On Jun 18, 11 22:32, alphabeta wrote:
On 18/06/11 11:30 PM, Ali Çehreli wrote:
On Sat, 18 Jun 2011 02:59:07 -0700, Jonathan M Davis wrote:
toWStringz to match toStringz
That's amusing. :) toString is a name that morphs the type name (string -
String) due to following an insufficient naming standard adamantly. In
a perfect world the name of the function should be to_string (or
fortunately to!string in D's case).
Although this naming standard produces that broken name, we stop
following it when producing the name of a sister function. The logic that
produced toString should insist on toWstring. :p (Or perhaps we are
implying that wstring should be wString or WString to begin with?)
I humbly recommend that we put some more engineering in programming in
general but at least when naming. Camel casing is broken as it produces
the same name for two separate types:
string -> toString
String -> toString
I know it's too late for toString but it should be fine to use
underscores where camel casing doesn't work:
string -> to_string
String -> to_String
Ali
This is a good observation, namely
> string -> toString
> String -> toString
The same situation arises when trying to CamelCase acronyms.

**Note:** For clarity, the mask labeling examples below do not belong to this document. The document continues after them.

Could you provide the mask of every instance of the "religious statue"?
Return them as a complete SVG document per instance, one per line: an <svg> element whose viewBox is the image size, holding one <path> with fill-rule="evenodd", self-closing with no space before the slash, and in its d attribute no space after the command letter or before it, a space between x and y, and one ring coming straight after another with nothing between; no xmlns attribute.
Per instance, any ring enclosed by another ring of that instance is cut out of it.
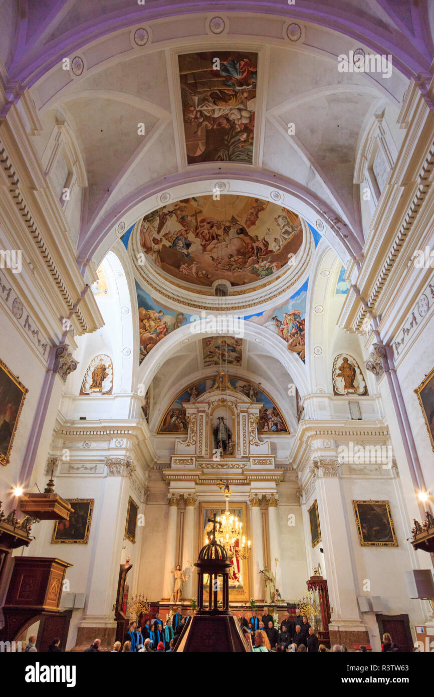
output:
<svg viewBox="0 0 434 697"><path fill-rule="evenodd" d="M342 359L342 363L339 366L339 372L336 373L336 377L343 378L343 391L355 392L356 386L354 381L356 377L356 369L351 363L349 362L346 356Z"/></svg>
<svg viewBox="0 0 434 697"><path fill-rule="evenodd" d="M184 583L187 581L187 579L184 576L179 564L173 567L171 571L171 574L175 574L175 588L173 588L173 602L180 603L184 589Z"/></svg>
<svg viewBox="0 0 434 697"><path fill-rule="evenodd" d="M276 579L272 571L265 567L263 571L259 572L260 574L264 574L264 581L265 582L265 603L271 604L272 603L275 603L276 600ZM279 592L279 591L277 591Z"/></svg>
<svg viewBox="0 0 434 697"><path fill-rule="evenodd" d="M107 376L107 371L105 365L100 360L97 367L92 371L92 384L89 390L99 390L102 392L102 383Z"/></svg>
<svg viewBox="0 0 434 697"><path fill-rule="evenodd" d="M219 416L218 420L218 425L212 429L214 447L219 452L223 451L225 453L228 452L228 445L232 438L232 434L225 423L224 416Z"/></svg>

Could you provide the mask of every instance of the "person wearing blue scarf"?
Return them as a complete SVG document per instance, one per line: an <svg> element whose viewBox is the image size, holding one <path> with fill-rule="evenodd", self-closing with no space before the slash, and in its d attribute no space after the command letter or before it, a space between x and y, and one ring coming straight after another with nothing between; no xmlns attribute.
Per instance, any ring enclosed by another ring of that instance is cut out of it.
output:
<svg viewBox="0 0 434 697"><path fill-rule="evenodd" d="M250 618L250 622L251 622L251 626L253 627L254 631L259 629L259 618L256 617L256 612L254 610L253 616Z"/></svg>
<svg viewBox="0 0 434 697"><path fill-rule="evenodd" d="M170 618L166 622L166 627L164 627L164 640L166 641L166 648L169 648L169 645L170 644L170 640L173 638L173 630L172 629L171 620Z"/></svg>
<svg viewBox="0 0 434 697"><path fill-rule="evenodd" d="M181 623L182 615L180 613L180 608L178 608L178 612L173 615L173 619L172 620L172 627L173 631L176 631L176 627Z"/></svg>
<svg viewBox="0 0 434 697"><path fill-rule="evenodd" d="M161 625L156 622L154 622L152 629L149 632L149 638L150 639L150 647L154 650L157 648L160 641L164 643L164 635Z"/></svg>
<svg viewBox="0 0 434 697"><path fill-rule="evenodd" d="M136 623L135 622L132 622L128 627L128 631L127 632L127 636L131 642L130 651L133 652L136 650L136 646L137 645L137 632L136 631ZM143 643L143 641L141 642Z"/></svg>

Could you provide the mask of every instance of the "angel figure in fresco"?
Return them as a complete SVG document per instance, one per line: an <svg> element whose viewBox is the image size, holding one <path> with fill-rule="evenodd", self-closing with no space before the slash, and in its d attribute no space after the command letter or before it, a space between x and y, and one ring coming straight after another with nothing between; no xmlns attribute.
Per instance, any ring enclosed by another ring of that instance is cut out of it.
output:
<svg viewBox="0 0 434 697"><path fill-rule="evenodd" d="M173 595L172 596L173 602L174 603L180 603L181 598L183 597L183 590L184 589L184 583L187 581L187 579L183 573L180 564L177 564L176 567L173 567L171 571L171 574L175 574L175 587L173 588Z"/></svg>
<svg viewBox="0 0 434 697"><path fill-rule="evenodd" d="M339 366L339 372L336 373L336 377L343 378L343 391L355 392L356 387L354 381L356 377L356 369L350 363L346 356L342 359L342 362Z"/></svg>

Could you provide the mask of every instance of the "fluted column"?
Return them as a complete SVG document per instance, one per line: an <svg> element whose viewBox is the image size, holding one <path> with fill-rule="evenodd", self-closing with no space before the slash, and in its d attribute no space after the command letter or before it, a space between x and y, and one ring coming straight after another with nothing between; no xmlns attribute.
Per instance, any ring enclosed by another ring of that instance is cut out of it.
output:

In aerospace/defence domains that I have worked in, such ambiguities are
not allowed and the use of acronyms in code identifiers must be
delineated with underscores. I can't think of a really good mal-example
right now but I'm sure others have tripped up on this issue before in
much less than moon-shot projects.
ab
IMO having 'string' and 'String' meaning different types is a bigger
problem than having two 'toString' method.